Thank you. Two questions from me. Sorry if I missed, if you already touched it. First, on the CD and the stars, your balance sheet is very, very strong. You have the ambition to increase your portfolio. It's been shrinking here for a while. I'm a little bit curious on how forward-leaning you could be. Are you willing to start without pre-leasing or should we monitor the market when it comes to the leasing side to understand how quickly you can ramp up that side of the business?

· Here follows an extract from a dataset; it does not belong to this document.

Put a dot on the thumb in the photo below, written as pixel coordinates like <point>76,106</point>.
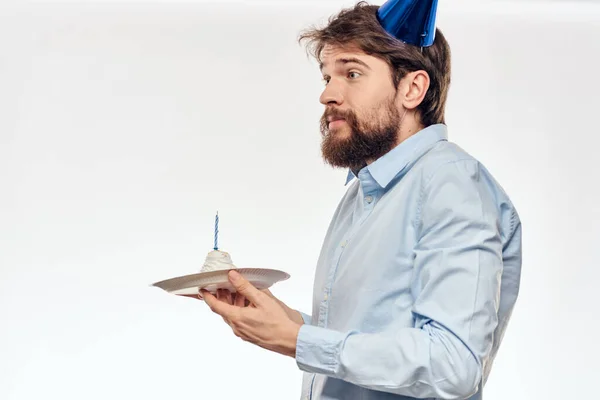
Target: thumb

Hi Stefan, this is Magnus here. That's almost impossible to give you a general answer to that because every property and every opportunity, product opportunity is unique. So we do make that assessment on a project by project basis. We have a have some sub markets that are really good today and then we have some sub markets that are sort of weaker in terms of leasing so those are things that we need to take into account when we make that assessment on a project by project basis but of course the slower leasing overall that's not necessarily something that makes you accelerate the project start but we do have the balance sheet for it and we do have the risk appetite to sort of believe that we can we can handle a slightly weaker leasing market as we have as well. So our ambition to grow the investment in commercial development, that is definitely still here. And we have to recall also that we started seven projects in the first quarter. So we're definitely not inactive in this. We do see quite a lot of opportunities and we act on them. These seven projects then contribute with around three billion in total investment that we add to our portfolio.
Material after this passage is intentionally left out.